Whole tyres have already been banned since 2003 and with the deadline for the EU Tyre Directive looming, tyre manufacturers are coming to grips with the changes the legislation will bring to the industry.
“With around 30m car and truck tyres per annum to be disposed of in the UK, this is a major environmental issue in which we all need to play our part,” says Tim Bailey of Continental Tyres.
The tyre industry has been working to prepare for the directive together with the government for several years. Peter Taylor, secretary of the Tyre Recovery Association, believes that there is a robust recovery system in place.
“There’s a stable system that has been operating for a number of years now, so the deadline is unlikely to be a problem,” he says. “The only questions that will arise will be from the less reputable collectors. People in the industry using them will have to look for alternatives, but they are out there.”

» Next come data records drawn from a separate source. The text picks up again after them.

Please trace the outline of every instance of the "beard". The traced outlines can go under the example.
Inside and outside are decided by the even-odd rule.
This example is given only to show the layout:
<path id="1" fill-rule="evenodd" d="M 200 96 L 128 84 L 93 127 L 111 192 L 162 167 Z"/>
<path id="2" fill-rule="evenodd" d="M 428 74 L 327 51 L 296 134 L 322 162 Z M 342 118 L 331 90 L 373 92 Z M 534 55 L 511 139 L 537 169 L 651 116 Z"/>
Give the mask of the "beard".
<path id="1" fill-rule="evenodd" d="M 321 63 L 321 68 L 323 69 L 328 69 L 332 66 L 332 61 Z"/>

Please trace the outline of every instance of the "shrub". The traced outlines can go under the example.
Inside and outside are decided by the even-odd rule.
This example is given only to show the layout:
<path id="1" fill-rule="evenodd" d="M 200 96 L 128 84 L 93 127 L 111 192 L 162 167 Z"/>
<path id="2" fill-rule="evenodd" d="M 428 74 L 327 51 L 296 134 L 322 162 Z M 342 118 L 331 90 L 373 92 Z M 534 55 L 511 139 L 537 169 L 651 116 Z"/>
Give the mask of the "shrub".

Taylor says that it will be up to the Environment Agency to find those collectors dumping tyres illegally and to stop their behaviour.
The problem of tyre disposal is expected to affect regions differently. Dawn Allen, director of Albert Looms, a Derby vehicle dismantler, believes that areas in the south of England will be the worst affected, while she expects the situation in the Midlands to be “fairly good”.
The Waste and Resources Action Programme (WRAP) was started in 2005 to help break down barriers in the collection, segregation and reprocessing of waste tyres. It has worked together with the government and industry to find alternative end uses for recovered material and to develop their markets.
It is confident the tyre industry will be able to cope with the deadline. A spokesman says: “There is processing capacity within existing facilities that could be utilized to cope with more demand.”